3. X congreso “El cuerpo: encrucijadas”, organizado por la Asociación Psicoanalítica del Uruguay (Apu) el pasado sábado 5 de setiembre.
Un cuerpo inédito
Las tendencias en las modificaciones corporales en estos últimos años, investigadas por Le Breton, parecen de ciencia ficción. Una de ellas consiste en añadir prótesis al cuerpo como implantes artísticos (se colocan bolitas, barras, anillos de silicona médica debajo de la piel), que lucen como protuberancias en la frente, brazos y manos, simulando cuernos, pómulos puntiagudos, entre otros.
Se ha dejado atrás la cultura de los tatuajes de los años ochenta para innovar en los piercings, los implantes, los burnings (quemaduras con diseños), los cutings (cortes con diseños), como códigos de barras que hacen único al sujeto.
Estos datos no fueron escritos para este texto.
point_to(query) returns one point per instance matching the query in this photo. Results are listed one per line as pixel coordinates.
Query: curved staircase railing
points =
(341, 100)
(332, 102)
Quizá la más radical es la reivindicación genderqueer (traducido del inglés como “género raro”). Surgidos en Estados Unidos al comienzo de los noventa, rechazan ceñirse a un género, reivindican su derecho a elegir el género o su sexo, pero sin establecerse necesariamente en él. Cambian a su antojo de forma y amparan la libertad de vivir con un cuerpo inédito, independiente de las culturas que habitan y los cánones actuales de belleza. En uno de los ejemplos usados por Le Breeton, Norrie (48 años), se define como andrógina: “Esos conceptos, hombre y mujer, simplemente no me van, y si me los aplican, dependen de la ficción”.